Edmodo: A tool to connect 21st Century teachers, students, and parents

Should social media be used in the 21st Century classroom? In case you haven’t noticed, social media aren’t just used for socializing any more. In my town, many (if not most) small businesses, community agencies, sports leagues, and churches maintain a presence on Facebook. Twitter is another option for agencies interested in rapid dissemination of small pieces of information, like utility companies and emergency responders. Students and their parents seem comfortable using social media apps for the sorts of everyday interactions that might have been handled via email 10 years ago (or, before that, by telephone). Since 2008, Edmodo has offered 21st Century teachers a way to bring social media-like functions into the classroom; in just a few years, Edmodo has grown to over 20 million registered users (EdSurge, 2013, para. 1).

Teachers can use Edmodo to facilitate communication with parents and students via an interface that looks and works like a Facebook News Feed. Teachers can post text, links, snapshots, polls, and assignments, which can serve as springboards for discussions via the commenting functions (and, of course, the ubiquitous “Like” button). An impressive menu of plugin apps is also available, so teachers don’t have to reinvent the wheel when incorporating standards-based curriculum tools into their Edmodo classes. These tools offer great opportunities for authentic learning to occur, like structuring online academic discussions and publishing student work to wider online audiences. Many of these functions are available via other platforms like Google Classroom–however, unlike Google, teachers can also use Edmodo to network and share resources with each other, via user groups organized by geographic area, subject area, or grade level. Also, since Edmodo is so similar to Facebook, its functionality is more intuitive to digital-immigrant parents than most education-specific apps.

Many teachers might hesitate to integrate social media tools into their classrooms, and for good reasons. Especially for the under-18 crowd, the information superhighway can be hotbed for propagandists, cyberbullies, scam artists, and other baddies who might harm students and their families. Thankfully, Edmodo’s terms of service and privacy policy help protect students from many of the pitfalls that riddle other social media platforms. Students, for example, don’t have to provide personal information like email addresses; rather, teachers can create an anonymous class code, which is then shared with students. Further, when users post information to Edmodo, they can select which audience(s) have access to the information.

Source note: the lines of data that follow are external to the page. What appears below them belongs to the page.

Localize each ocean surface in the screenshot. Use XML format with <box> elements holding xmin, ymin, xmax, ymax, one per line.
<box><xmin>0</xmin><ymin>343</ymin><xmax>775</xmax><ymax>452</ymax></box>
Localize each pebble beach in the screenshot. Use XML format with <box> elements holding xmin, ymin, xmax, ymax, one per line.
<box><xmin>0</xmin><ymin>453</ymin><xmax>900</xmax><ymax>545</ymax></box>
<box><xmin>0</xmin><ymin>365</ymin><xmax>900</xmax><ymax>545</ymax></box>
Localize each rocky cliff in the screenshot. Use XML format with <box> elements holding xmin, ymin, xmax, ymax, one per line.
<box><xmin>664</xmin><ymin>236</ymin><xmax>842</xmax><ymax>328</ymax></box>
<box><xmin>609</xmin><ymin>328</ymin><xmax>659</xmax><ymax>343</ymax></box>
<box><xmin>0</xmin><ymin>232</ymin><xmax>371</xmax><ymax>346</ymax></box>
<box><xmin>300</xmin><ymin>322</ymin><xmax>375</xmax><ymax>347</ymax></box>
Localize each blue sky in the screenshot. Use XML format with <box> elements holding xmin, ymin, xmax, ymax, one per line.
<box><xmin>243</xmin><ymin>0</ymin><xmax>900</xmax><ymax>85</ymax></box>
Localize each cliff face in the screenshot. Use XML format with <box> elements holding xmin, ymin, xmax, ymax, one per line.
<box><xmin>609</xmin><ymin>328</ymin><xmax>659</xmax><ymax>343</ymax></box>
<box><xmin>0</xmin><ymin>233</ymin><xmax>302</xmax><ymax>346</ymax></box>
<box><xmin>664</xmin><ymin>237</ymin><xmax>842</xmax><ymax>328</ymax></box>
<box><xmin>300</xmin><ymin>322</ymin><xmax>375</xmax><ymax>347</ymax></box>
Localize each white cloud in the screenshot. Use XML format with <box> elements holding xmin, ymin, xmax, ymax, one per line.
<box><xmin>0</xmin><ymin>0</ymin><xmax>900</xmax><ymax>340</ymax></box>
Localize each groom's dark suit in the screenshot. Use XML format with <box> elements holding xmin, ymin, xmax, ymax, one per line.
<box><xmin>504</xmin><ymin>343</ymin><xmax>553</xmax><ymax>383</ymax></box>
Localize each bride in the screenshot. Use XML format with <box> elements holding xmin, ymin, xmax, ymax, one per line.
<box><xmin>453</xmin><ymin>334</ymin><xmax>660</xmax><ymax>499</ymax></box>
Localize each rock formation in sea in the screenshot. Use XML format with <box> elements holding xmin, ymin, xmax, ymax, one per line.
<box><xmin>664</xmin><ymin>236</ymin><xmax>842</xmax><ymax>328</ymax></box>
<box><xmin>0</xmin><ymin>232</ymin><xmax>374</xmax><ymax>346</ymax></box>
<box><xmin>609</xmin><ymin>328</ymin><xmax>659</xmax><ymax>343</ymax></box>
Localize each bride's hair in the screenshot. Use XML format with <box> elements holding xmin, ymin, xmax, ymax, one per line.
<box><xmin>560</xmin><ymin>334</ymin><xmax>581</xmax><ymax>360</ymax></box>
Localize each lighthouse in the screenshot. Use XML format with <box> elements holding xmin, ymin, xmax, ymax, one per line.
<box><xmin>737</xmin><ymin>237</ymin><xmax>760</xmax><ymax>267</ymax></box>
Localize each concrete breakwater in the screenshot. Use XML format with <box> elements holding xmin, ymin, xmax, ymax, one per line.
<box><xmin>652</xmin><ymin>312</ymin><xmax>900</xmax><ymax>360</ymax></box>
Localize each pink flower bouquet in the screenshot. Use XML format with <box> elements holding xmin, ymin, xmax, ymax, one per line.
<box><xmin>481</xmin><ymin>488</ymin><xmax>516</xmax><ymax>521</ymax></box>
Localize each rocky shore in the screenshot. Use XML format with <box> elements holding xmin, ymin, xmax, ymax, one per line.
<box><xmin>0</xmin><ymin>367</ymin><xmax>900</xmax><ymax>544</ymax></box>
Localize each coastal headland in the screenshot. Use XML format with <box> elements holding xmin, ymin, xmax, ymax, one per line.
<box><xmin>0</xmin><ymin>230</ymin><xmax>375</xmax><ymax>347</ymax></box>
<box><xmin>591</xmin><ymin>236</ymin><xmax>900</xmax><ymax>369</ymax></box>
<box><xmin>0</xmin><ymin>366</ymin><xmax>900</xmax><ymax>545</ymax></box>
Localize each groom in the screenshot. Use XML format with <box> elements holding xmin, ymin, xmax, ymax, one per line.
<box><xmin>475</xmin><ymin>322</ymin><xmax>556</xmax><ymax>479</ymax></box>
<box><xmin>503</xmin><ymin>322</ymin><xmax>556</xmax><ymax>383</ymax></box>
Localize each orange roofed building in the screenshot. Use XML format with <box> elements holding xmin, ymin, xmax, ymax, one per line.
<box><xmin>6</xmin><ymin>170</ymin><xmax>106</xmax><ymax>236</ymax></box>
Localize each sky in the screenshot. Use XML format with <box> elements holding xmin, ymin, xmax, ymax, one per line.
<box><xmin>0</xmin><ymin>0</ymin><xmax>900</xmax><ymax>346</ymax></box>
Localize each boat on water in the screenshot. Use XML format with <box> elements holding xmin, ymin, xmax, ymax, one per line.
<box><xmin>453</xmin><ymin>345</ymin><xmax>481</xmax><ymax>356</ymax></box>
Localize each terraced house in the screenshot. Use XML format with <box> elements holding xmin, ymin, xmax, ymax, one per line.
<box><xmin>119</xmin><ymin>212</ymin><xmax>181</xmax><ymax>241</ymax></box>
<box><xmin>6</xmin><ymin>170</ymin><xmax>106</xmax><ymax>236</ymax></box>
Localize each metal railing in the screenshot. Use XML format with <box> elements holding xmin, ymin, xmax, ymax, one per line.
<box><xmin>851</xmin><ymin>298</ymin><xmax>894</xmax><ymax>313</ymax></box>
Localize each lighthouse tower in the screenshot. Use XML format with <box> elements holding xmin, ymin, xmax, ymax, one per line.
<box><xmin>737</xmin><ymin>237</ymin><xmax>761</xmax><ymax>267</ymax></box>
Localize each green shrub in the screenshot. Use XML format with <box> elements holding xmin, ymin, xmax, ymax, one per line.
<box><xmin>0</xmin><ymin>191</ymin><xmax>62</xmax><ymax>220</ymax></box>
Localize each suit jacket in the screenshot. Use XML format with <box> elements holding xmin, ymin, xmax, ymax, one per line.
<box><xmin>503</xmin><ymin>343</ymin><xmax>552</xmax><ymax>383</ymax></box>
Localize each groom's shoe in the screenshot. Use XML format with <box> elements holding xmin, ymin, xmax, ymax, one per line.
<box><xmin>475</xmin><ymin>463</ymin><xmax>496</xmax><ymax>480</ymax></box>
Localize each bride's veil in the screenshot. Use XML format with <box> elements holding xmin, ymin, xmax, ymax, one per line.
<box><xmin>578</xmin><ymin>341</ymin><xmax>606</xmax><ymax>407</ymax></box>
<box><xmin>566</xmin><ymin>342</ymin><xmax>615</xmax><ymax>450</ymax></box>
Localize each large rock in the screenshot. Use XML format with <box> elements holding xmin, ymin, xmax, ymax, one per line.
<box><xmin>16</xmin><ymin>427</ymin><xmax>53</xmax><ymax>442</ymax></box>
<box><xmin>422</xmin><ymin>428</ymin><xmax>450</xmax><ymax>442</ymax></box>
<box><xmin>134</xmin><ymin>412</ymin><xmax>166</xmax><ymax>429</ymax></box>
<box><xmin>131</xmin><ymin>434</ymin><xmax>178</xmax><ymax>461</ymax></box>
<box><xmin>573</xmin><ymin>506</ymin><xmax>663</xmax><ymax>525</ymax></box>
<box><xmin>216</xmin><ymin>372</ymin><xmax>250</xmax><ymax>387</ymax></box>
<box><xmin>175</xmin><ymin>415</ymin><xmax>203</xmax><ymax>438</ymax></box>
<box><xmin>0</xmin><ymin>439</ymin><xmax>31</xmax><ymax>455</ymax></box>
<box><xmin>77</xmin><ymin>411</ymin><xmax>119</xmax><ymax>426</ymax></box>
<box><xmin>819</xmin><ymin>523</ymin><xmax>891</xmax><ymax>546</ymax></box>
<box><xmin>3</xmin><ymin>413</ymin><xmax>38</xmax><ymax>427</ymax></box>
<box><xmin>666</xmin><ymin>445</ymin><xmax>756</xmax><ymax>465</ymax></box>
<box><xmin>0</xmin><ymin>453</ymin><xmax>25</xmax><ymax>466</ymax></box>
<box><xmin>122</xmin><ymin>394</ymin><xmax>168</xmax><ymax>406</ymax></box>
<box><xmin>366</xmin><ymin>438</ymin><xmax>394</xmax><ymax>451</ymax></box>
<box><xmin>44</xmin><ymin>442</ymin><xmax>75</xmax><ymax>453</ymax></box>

I would resist the temptation to use grown-up social media tools like Twitter and Facebook in my classroom. After all, Edmodo is far safer, and it is specifically designed for students. I would start at the back-end by creating a teacher account and joining a few groups of teachers who work in my local district or subject area. Prior to building a group for my students, I would communicate with parents, both to introduce them to the ways they can use Edmodo to access their own child’s information, and also to reassure them that each child’s privacy will be protected. In addition to providing authentic learning experiences, I would also use Edmodo to launch important discussions about online safety and digital citizenship. After all, cyberspace can be a frightening, even dangerous place for students. Edmodo is like that quiet parking lot where novice drivers first sit behind the steering wheel–a place where, rather than simply reading about the abstractions of driving, authentic learning experiences can take place in a (relatively) safe environment.